Durante la breve presentazione Onley sottolinea più volte la gioia e l’orgoglio di fare parte di una squadra che, seppur internazionale, conserva il cuore e la passione britannica. Quando da ragazzo è entrato nelle selezioni del British Cycling ha sempre visto i suoi connazionali più grandi come un esempio da seguire, molti di loro correvano per il team Sky e lui sognava di poter essere come loro. Ha racconti indelebili delle gare viste in tv, quando diventare un ciclista era solo un sogno, ma quella che si porta nel cuore è il Tour de France vinto da Geraint Thomas nel 2018.  «Sono cresciuto guardando le vittorie di Wiggins e Froome, sono state delle grandi emozioni, ma quando Geraint Thomas ha vinto il Tour nel 2018 è stato qualcosa di differente.

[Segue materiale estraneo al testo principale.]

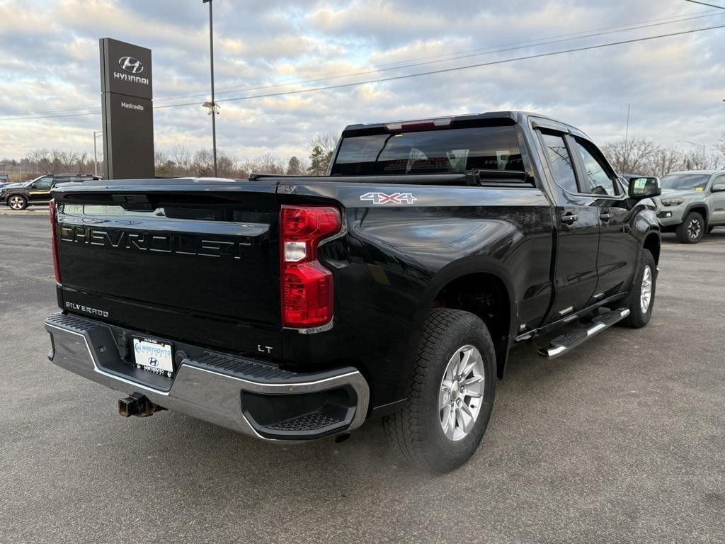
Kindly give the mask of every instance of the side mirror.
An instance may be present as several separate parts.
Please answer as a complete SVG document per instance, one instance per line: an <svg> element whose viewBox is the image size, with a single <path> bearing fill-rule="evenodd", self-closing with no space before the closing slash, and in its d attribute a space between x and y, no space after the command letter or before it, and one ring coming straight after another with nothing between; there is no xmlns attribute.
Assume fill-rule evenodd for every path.
<svg viewBox="0 0 725 544"><path fill-rule="evenodd" d="M659 178L633 178L629 180L629 198L641 200L662 194Z"/></svg>

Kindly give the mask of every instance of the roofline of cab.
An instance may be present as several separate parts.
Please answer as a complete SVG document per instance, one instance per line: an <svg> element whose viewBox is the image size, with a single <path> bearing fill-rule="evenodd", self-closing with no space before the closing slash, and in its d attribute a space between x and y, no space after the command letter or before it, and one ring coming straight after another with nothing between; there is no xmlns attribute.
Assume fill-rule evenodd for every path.
<svg viewBox="0 0 725 544"><path fill-rule="evenodd" d="M460 121L486 121L492 120L496 119L507 120L510 122L513 122L513 124L518 124L521 125L525 125L528 123L529 119L536 119L539 120L549 121L552 125L559 125L560 127L566 128L566 132L571 132L573 133L581 134L589 139L589 137L584 134L579 128L576 128L571 125L568 125L566 123L560 121L557 119L548 117L547 115L544 115L539 113L534 113L532 112L524 112L524 111L504 111L504 112L486 112L485 113L476 113L471 115L436 115L431 116L431 119L434 118L451 118L454 123ZM376 131L376 130L385 130L386 125L389 125L392 123L399 123L411 122L413 120L397 120L394 121L386 121L384 123L357 123L355 125L348 125L345 127L344 130L342 131L343 136L352 136L359 135L360 131Z"/></svg>

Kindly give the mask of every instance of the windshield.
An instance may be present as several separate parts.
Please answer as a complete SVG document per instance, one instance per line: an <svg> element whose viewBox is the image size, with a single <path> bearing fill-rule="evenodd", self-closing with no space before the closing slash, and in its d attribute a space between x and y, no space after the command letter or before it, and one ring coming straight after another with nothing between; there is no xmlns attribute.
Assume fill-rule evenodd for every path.
<svg viewBox="0 0 725 544"><path fill-rule="evenodd" d="M660 184L663 189L704 191L709 180L709 174L670 174L663 178Z"/></svg>
<svg viewBox="0 0 725 544"><path fill-rule="evenodd" d="M523 170L513 126L450 128L344 138L333 176Z"/></svg>

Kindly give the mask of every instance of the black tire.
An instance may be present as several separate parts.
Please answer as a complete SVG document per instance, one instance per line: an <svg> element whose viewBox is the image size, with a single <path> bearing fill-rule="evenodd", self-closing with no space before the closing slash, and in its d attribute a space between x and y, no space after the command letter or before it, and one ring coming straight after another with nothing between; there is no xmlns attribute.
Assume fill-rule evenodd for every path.
<svg viewBox="0 0 725 544"><path fill-rule="evenodd" d="M439 408L439 395L449 361L465 346L476 347L481 355L483 396L478 399L480 405L473 426L463 438L454 441L444 432L442 418L445 408ZM493 407L496 378L494 345L484 322L468 312L431 309L420 339L407 403L383 420L393 449L410 463L435 472L449 472L463 465L473 455L486 432ZM457 387L455 390L457 397ZM466 398L462 397L464 403ZM447 404L447 400L444 402ZM451 400L451 406L455 402L458 402L457 398ZM456 428L456 422L452 427Z"/></svg>
<svg viewBox="0 0 725 544"><path fill-rule="evenodd" d="M697 212L690 212L675 229L677 239L682 244L697 244L705 236L705 219Z"/></svg>
<svg viewBox="0 0 725 544"><path fill-rule="evenodd" d="M7 197L7 205L11 210L25 210L28 207L28 199L22 194L11 194Z"/></svg>
<svg viewBox="0 0 725 544"><path fill-rule="evenodd" d="M651 292L650 302L647 311L642 311L642 292L645 270L649 268L651 279ZM652 317L652 310L655 307L655 292L657 287L657 265L655 257L648 250L642 250L639 255L639 263L634 275L631 289L626 299L629 308L629 315L622 320L621 323L632 329L641 329L650 322Z"/></svg>

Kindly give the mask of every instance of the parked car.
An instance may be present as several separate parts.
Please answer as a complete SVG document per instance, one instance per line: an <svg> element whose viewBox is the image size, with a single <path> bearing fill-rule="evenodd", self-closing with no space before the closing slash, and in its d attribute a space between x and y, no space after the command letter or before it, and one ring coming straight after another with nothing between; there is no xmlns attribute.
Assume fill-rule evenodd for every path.
<svg viewBox="0 0 725 544"><path fill-rule="evenodd" d="M663 232L683 244L697 244L716 226L725 225L725 170L674 172L662 178L655 200Z"/></svg>
<svg viewBox="0 0 725 544"><path fill-rule="evenodd" d="M125 416L276 441L384 417L405 458L450 471L511 348L566 327L552 359L655 302L658 186L626 193L583 132L533 114L351 125L327 176L52 194L49 358L130 395Z"/></svg>
<svg viewBox="0 0 725 544"><path fill-rule="evenodd" d="M51 189L58 184L101 179L92 174L47 174L30 181L0 187L0 201L12 210L24 210L30 204L48 204Z"/></svg>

Rispetto agli altri non era mai stato in grado di dominare così tanto, è sempre stato un uomo squadra che si sacrificava per gli altri e finalmente è riuscito a fare la differenza. Negli ultimi anni è stato davvero bello poter pedalare accanto a lui, guardandolo muoversi in gruppo ho capito quando fosse importante il suo lavoro, ma anche estremamente difficile. Non ha mai corso solo per se stesso, ma sempre per la squadra e credo che sia qualcosa di bellissimo» ha detto Onley che nel 2026 lavorerà a stretto contatto con il corridore gallese realizzando un altro piccolo desiderio. Prima del ritiro con la squadra i due hanno fatto numerose call su zoom, un modo per conoscersi meglio, ma anche per confrontarsi circa il programma della stagione. « E’ stata una gioia scoprire che Geraint sarebbe rimasto nel team con un nuovo ruolo e già nelle prime chiamate che abbiamo fatto mi sono reso conto di quanto mi capisse –ha proseguito Onley – anche lui è stato un corridore giovane come me con tante domande e dubbi, conosce tutte le varie problematiche e si è offerto subito di aiutarmi. Mi ha detto di contattarlo per qualsiasi cosa, sia che riguardi strettamente il ciclismo che non, lui troverà il modo di darmi una mano»

Il corridore scozzese non ha ancora annunciato nei dettagli il suo programma per il 2026, ma sicuramente vedrà al centro uno dei grandi giri. L’obiettivo è quello di migliorare la sua precedente stagione confermandosi come uno dei nuovi corridori per le corse a tappe.